On the Effectiveness of Modular Testing in EvoSuite
Elizabeth Dinella

TL;DR
This paper evaluates and enhances modular testing in EvoSuite for Java programs by allowing setup calls, resulting in improved branch coverage of target methods.
Contribution
It introduces EMOTE, a modification to EvoSuite that relaxes restrictions on setup calls, improving modular testing effectiveness.
Findings
EMOTE achieves a 15.15% increase in target method coverage.
Strict restrictions in EvoSuite's modular mode cause low coverage.
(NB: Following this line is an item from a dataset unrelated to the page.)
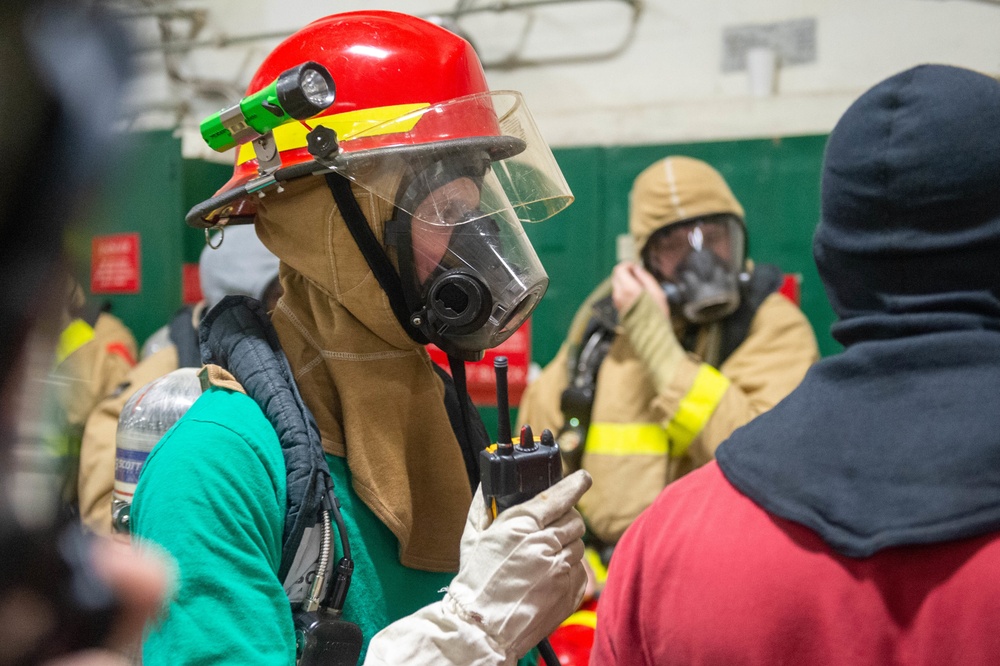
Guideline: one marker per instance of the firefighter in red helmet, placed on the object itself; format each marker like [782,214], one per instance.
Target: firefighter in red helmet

Allowing non-target setup calls improves test generation effectiveness.
Abstract
This paper explores the effectiveness of modular randomized testing for object oriented programs in Java. Modular testing involves testing individual components of a program in isolation. Often times, for effective test generation, a series of non-target setup calls must be included to obtain high coverage of the target component. In this work, we evaluate and improve modular testing with the EvoSuite test generator. We find that due to strict restrictions that disallow calls to non-target setup methods, EvoSuite's modular testing mode is ineffective and often results in low branch coverage. We propose \textsc{emote} (Effective Modular Testing with EvoSuite): an enhancement to EvoSuite that relaxes this restriction, allowing non-target methods to be included in the test prefixes. This modification draws inspiration from developer-written fuzz drivers, which often invoke setup methods to…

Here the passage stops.